En dépit de l'inflation, les Français ont continué à soutenir financièrement les associations et fondations, souligne la 5e édition du baromètre de la solidarité réalisé par Ipsos pour la fondation Apprentis d'Auteuil. « Pour 6 Français sur 10, la dégradation du pouvoir d'achat est jugée forte ces deux dernières années. Pour autant, la part des donateurs a augmenté en 2023 », explique ainsi Etienne Mercier, directeur du pôle Opinion et Santé chez Ipsos. En effet, 51 % des Français déclarent avoir réalisé au moins un don l'an dernier, soit 1 point de plus qu'en 2022.Pour ce baromètre, l'institut de sondage interroge 1.000 personnes majeures représentatives de la population française. Afin de mesurer spécifiquement le comportement des ménages très aisés, s'y ajoutent 500 personnes issues d'un foyer aux revenus annuels nets dépassant 120.000 euros. En 2023, ces riches donateurs, qui représentent environ 2 % des foyers fiscaux, ont atteint un niveau record. 81 % d'entre eux ont déclaré avoir réalisé au moins un don, soit la plus forte proportion depuis la création de ce baromètre en 2019.

Malgré l'inflation

« Malgré l'inflation, la perte de donateurs entre 2022 et 2023 a été très faible. Seulement 2 % ont arrêté de donner. C'est encore plus vrai pour les hauts revenus, seulement 1 % d'entre eux déclarent ne pas avoir donné en 2023 alors qu'ils l'avaient fait en 2022 », commente Etienne Mercier. Sur le terrain, Stéphane Dauge, directeur de la communication et de la levée de fonds pour Apprentis d'Auteuil, constate ce maintien des contributeurs tout en le nuançant. « En 2023, la fondation a perdu peu de donateurs conséquents. En revanche, l'inflation a dégradé la capacité des dona teurs plus modestes à exprimer leur générosité. Ils continuent à soutenir nos actions, mais certains n'ont pas pu réitérer leur contribution », indique Stéphane Dauge.

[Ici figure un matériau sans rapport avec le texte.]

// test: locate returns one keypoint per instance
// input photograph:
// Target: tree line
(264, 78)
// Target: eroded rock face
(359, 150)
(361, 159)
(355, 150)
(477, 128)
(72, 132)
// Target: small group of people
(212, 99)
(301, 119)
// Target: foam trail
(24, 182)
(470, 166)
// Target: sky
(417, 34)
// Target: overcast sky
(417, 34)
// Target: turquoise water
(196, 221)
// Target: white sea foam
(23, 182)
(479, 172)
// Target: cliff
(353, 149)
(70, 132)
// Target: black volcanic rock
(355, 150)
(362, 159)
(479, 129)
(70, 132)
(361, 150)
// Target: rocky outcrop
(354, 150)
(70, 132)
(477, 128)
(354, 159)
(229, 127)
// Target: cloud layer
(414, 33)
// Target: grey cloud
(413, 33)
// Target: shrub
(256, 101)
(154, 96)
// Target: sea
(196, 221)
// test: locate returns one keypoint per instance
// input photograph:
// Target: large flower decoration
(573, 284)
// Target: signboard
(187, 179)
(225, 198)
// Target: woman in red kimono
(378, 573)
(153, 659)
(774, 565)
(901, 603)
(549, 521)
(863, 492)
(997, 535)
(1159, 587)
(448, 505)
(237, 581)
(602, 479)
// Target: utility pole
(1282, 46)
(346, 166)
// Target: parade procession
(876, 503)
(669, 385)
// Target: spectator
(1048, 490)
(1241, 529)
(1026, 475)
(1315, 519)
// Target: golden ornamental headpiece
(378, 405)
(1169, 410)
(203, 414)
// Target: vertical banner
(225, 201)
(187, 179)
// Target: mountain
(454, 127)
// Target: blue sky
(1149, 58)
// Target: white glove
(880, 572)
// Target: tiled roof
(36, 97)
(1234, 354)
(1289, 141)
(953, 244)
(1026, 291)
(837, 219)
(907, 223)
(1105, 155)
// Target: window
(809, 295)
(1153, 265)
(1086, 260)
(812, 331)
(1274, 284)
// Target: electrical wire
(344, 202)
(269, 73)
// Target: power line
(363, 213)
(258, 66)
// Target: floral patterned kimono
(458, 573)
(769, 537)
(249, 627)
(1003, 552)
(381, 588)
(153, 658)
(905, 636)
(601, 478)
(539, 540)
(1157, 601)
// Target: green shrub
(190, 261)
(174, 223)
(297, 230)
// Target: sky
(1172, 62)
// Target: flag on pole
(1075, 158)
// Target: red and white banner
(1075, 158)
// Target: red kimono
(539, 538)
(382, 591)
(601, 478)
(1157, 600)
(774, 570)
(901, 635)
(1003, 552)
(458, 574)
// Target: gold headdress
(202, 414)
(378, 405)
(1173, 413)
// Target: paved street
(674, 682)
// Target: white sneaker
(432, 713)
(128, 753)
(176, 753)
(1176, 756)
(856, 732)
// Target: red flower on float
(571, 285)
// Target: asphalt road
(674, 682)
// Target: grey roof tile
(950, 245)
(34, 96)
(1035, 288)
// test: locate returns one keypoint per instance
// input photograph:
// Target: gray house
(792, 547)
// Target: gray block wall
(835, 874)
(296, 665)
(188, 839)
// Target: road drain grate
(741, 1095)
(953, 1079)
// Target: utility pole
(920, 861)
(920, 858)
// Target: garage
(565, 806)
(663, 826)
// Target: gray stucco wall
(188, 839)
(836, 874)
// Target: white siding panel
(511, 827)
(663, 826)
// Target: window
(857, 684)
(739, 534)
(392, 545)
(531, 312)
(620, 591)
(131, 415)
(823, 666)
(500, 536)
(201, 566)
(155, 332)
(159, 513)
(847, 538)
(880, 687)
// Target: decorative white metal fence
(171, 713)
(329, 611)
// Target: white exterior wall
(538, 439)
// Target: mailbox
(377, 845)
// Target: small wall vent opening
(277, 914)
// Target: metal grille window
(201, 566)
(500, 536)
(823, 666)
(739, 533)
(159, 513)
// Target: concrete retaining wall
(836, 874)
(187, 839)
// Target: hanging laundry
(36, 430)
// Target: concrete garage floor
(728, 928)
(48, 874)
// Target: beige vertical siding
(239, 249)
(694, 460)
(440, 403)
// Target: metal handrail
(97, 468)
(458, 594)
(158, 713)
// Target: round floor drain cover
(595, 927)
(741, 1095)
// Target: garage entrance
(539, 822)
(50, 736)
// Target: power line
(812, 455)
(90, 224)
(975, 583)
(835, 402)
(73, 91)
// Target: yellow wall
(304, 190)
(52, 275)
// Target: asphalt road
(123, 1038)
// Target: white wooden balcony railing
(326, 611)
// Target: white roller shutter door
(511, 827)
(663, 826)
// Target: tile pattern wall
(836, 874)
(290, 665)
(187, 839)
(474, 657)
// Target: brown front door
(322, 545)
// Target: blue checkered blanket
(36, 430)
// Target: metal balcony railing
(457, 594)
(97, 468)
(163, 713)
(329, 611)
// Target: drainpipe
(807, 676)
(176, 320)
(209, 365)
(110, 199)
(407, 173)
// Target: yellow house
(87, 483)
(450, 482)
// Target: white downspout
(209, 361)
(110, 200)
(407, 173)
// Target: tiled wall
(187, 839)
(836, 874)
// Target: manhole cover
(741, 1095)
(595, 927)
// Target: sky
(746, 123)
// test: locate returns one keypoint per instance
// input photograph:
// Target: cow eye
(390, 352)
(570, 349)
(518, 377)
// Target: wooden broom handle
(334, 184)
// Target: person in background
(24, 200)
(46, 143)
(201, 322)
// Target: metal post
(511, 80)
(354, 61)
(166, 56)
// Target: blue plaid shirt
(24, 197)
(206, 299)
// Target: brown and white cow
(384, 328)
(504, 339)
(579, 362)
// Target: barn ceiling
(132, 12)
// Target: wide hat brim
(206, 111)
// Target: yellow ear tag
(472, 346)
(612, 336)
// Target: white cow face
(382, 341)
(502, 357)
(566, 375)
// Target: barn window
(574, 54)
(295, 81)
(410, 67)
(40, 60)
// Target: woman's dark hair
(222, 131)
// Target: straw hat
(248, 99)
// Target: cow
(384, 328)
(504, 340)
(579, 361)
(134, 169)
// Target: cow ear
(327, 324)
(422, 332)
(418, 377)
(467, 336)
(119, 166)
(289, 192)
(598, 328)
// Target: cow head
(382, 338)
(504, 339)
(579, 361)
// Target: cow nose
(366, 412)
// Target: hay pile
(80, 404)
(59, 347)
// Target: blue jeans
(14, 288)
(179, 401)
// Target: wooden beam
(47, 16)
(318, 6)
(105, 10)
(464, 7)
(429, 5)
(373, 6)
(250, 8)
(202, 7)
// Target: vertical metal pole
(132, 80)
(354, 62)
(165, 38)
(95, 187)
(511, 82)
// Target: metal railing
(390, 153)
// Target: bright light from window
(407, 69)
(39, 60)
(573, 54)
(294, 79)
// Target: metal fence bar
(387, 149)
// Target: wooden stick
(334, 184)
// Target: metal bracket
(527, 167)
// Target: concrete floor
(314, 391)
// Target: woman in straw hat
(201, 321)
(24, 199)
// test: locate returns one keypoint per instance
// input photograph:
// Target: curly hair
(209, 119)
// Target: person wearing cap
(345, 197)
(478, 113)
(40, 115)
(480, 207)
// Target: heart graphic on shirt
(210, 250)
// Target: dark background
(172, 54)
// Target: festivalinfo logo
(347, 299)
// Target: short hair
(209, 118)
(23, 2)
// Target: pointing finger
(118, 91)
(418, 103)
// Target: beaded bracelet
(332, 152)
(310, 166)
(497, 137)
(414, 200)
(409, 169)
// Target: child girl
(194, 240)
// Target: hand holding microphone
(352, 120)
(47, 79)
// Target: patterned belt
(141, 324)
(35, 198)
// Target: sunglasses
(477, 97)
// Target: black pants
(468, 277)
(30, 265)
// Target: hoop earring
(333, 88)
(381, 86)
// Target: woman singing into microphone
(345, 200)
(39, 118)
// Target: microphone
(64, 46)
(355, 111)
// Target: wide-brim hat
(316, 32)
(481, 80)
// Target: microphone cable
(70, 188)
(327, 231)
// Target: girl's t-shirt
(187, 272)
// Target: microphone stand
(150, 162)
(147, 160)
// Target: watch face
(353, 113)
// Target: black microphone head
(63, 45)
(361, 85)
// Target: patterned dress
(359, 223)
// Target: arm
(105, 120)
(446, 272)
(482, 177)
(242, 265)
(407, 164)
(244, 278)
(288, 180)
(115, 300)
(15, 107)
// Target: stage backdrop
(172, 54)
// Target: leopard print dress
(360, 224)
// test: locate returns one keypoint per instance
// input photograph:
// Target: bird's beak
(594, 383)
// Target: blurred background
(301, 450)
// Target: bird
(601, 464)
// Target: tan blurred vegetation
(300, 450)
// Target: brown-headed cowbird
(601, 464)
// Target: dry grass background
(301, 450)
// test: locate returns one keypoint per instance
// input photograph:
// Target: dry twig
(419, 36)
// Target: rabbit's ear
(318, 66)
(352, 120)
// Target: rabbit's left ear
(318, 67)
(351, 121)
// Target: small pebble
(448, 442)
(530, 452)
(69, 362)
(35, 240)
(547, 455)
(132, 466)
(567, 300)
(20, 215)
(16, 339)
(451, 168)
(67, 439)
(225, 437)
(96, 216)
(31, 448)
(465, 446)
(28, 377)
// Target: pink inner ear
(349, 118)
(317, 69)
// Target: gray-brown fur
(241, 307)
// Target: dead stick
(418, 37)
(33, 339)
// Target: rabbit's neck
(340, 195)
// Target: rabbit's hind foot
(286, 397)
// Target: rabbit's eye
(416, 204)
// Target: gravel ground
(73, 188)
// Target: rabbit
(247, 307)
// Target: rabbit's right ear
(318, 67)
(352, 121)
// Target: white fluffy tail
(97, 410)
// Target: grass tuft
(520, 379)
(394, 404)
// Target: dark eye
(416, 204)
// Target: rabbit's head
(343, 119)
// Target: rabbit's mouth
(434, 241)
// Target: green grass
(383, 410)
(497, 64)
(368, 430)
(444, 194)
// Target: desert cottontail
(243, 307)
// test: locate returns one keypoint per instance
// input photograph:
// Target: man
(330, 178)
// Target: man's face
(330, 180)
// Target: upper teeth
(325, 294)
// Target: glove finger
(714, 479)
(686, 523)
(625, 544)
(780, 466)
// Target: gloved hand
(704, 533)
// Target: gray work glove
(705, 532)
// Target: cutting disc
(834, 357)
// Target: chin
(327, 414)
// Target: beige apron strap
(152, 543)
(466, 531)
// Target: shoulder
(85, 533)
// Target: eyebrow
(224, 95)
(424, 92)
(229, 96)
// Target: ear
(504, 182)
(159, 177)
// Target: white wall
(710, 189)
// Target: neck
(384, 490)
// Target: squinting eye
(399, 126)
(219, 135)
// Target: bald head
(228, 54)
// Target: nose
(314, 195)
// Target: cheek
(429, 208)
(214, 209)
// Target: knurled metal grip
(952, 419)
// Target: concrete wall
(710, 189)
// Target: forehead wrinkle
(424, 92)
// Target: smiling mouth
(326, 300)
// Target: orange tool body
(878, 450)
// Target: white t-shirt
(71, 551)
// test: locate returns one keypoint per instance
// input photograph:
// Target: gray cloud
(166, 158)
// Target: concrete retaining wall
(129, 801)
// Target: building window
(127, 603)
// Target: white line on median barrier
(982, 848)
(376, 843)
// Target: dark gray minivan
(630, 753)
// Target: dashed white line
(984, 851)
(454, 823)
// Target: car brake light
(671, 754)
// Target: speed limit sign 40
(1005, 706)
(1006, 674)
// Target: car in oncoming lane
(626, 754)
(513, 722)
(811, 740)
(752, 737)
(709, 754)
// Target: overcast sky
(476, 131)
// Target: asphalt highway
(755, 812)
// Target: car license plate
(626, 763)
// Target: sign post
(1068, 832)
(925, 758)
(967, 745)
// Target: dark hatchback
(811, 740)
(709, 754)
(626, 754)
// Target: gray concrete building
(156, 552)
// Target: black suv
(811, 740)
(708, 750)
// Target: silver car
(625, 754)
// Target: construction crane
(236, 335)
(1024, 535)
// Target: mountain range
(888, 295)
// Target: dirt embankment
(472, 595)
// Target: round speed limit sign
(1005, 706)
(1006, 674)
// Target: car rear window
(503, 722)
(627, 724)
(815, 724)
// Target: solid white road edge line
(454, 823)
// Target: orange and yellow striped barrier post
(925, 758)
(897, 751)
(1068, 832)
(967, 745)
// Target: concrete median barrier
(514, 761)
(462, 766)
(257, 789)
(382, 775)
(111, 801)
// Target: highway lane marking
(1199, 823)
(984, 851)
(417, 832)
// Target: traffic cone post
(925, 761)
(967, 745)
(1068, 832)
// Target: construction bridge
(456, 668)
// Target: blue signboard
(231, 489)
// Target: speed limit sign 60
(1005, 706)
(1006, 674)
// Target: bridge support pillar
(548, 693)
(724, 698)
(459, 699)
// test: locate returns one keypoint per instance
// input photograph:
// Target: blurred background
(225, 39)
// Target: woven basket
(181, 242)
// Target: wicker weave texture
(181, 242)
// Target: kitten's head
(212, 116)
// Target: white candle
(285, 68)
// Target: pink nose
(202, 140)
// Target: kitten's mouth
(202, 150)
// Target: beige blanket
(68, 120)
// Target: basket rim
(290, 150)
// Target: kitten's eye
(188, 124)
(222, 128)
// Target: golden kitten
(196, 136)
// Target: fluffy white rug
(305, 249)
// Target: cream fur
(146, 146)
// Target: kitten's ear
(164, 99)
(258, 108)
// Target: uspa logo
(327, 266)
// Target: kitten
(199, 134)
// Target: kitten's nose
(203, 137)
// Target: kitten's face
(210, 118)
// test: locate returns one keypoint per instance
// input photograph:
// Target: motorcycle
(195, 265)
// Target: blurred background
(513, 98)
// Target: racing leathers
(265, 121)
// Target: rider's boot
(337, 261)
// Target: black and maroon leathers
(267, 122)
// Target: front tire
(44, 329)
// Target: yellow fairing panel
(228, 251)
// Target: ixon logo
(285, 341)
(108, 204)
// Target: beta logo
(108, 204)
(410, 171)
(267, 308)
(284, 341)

Outre leur proportion record, la somme moyenne donnée par les très riches aux organismes caritatifs a également atteint un plus haut depuis l'existence du baromètre. En 2023, ils déclarent avoir versé en moyenne 2.686 euros, contre 2.372 euros en 2022. « Ce don moyen annuel dépasse de plus 9 % l'élan de générosité manifesté à la suite de la crise sanitaire et aux premiers confinements », observe Stéphane Dauge. En effet, en 2020, les personnes appartenant aux 2 % des foyers les plus aisés avaient donné en moyenne 2.463 euros aux associations et fondations.

« Même si nous avons l'habitude de dire que chaque don compte, qu'il soit de 5 ou de 1.000 euros, les donateurs aux hauts revenus sont essentiels. Leur participation accrue l'an passé m'amène à penser qu'ils ont pris conscience de leur possibilité et de leur responsabilité de venir en aide aux plus démunis », explique le porte-parole de la fondation Apprentis d'Auteuil. Les avantages fiscaux associés aux legs et aux dons participent aussi à motiver les riches donateurs.

Illustration en 2018 : la transformation de l'impôt de solidarité sur la fortune (ISF) en impôt sur la fortune immobilière (IFI), à l'origine d'une division par 2,7 du nombre de ménages assujettis s'était traduite par une baisse du nombre de donateurs de 5 %. « A la fondation Apprentis d'Auteuil, nous avons rattrapé le niveau de collecte perdu en 2018. En revanche, le pic de dons du printemps, traditionnellement poussé par la déclaration des impôts, reste moindre depuis la fin de l'ISF », confie Stéphane Dauge.Selon les statistiques dévoilées en ce mois d'avril par l'administration fiscale, 33.400 foyers à l'IFI ont indiqué avoir effectué des dons à des organismes d'intérêt général en 2023, un nombre de donateurs en hausse de 6,6 % par rapport à 2022. Ils ont donné l'année passée pour un montant total de 208 millions d'euros, en hausse de 7,8 % sur un an, soit un don moyen de 6.200 euros par contribuable donateur redevable de l'IFI.